Frontal sinus Fractures

Frontal sinus fractures account for 5-15% of all craniofacial fractures and often present themselves in conjunction with other fractures of the facial skeleton. Generally, they are managed conservatively however it is important to be aware of the treatment modalities and when to intervene.

Examination

Often these patients have been involved in a major trauma incident such as a road traffic accident or severe assault. They will often require input from other surgical specialities such as neurosurgery.
With regards to clinical examination the soft tissue overlying the forehead should be examined. Commonly, patient with a frontal sinus fracture will have an overlying laceration. Due to the position of the supraorbital and supratrochlear nerves, there may also be numbness/paraesthesia of the forehead.

If the patient has sustained multiple facial injuries involving the forehead, often a CT Head is requested to evaluate the presence of any bony damage but also soft tissues and the brain. Three parts of the CT scan are scrutinised:
• Anterior table
• Posterior table
• Nasofrontal outflow tracts
When analysing the CT scans, the degree of displacement must be noted as well the involvement of anterior +/- posterior table. We are generally more concerned if there is a breach of the posterior table as this means there is a communication between the frontal sinus and the intra-cranial space. This predisposes the patient to infection or the patient could have a concommitant brain injury and therefore must be discussed with the neurosurgeons.
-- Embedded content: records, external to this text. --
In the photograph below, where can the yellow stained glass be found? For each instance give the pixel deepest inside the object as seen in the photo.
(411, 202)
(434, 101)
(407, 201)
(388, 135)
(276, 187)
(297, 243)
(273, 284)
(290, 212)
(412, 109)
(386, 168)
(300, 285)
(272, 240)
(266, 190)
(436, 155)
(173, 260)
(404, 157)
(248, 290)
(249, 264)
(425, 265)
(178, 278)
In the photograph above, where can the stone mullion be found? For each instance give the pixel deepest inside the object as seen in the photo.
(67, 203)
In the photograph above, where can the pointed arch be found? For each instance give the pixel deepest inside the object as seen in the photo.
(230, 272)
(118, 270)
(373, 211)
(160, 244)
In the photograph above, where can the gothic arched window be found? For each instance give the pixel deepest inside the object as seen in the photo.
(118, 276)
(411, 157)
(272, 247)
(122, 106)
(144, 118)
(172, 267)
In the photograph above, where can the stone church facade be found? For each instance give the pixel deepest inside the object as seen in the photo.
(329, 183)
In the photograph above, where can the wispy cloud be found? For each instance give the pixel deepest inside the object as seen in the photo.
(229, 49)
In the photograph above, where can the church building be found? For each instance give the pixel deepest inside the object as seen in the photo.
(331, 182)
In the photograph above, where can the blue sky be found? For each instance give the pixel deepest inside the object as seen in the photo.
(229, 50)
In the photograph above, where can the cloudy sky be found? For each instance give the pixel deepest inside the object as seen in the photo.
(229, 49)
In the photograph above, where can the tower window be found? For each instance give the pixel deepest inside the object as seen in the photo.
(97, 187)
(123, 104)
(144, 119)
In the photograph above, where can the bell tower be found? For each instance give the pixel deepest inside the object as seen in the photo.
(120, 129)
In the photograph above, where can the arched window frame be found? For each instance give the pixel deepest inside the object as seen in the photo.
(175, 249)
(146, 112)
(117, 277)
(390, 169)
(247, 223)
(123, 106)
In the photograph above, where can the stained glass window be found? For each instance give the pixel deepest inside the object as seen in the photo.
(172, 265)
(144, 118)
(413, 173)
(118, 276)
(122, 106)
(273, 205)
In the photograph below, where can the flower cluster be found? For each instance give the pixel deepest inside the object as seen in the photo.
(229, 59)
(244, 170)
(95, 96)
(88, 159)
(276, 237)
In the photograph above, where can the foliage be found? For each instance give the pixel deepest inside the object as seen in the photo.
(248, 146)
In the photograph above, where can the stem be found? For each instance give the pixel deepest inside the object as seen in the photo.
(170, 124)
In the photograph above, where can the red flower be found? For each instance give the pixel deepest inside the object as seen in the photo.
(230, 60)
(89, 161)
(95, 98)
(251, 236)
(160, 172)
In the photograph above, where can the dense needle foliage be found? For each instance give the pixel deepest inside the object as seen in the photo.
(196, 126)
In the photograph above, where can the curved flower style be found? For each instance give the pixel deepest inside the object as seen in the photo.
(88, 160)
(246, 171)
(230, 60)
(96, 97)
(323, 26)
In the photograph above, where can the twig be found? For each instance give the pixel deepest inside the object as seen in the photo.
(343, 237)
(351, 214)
Figure 1. Anterior and posterior wall fracture [1]

Anterior table fractures

Most anterior table fractures are managed conservatively. If there is an overlying laceration this should be thoroughly cleaned and sutured to prevent bacterial contamination. However if the anterior table fracture is very displaced (open) and there is a visible aesthetic deformity this may warrant surgical reduction and fixation of the fracture. The patient should also be advised to not blow their nose, go diving or flying for 2 weeks as this can alter the pressure within the sinus and result in an infection [2].

Posterior table fractures

On occasion it may be possible to suspect a posterior table fracture from your clinical examination. The patient may have fluid leaking from their nose or a postnasal drip. This CSF leak results from a tear in the dura due to displaced posterior table fragments. Another major concern is entrapment of the mucosa within the intracranial space which could lead to mucoceles and complications.
As mentioned previously when analysing the nasofrontal outflow tracts, if there is severe trauma in this region, it is likely the sinus will not drain properly and result in a mucocele.
One of the main procedures of choice for posterior table fractures is cranialisation or endoscopic repair (which is usually completed by the ENT/neurosurgical teams) [2].

Maxillary sinus fractures

You will frequently come across maxillary sinus fractures in major trauma cases. There is often fracture of the maxillary sinus walls accompanying other facial fractures such as le Fort fractures, ZMC fractures etc.
Sometimes, there may be no clinical signs of a maxillary sinus fracture especially if it is isolated. You may notice air under the skin of the cheek or bleeding during nose blowing. They are usually diagnosed from CT scans; there may be complete or partial opacification of the sinus which represents an air-fluid level.
Maxillary sinus fractures in isolation do not require repair. However, if there are concomittant midface fractures surgical intervention may be indicated which would involve reduction of the fractured segments and plating.

Figure 2. Maxillary sinus fracture [3]

References

[1] Kanu O, James O, Bankole O, Adeyemo W. Management of frontal sinus fractures: A review of the literature. Nigerian Journal of Experimental and Clinical Biosciences. 2013;1(1):3.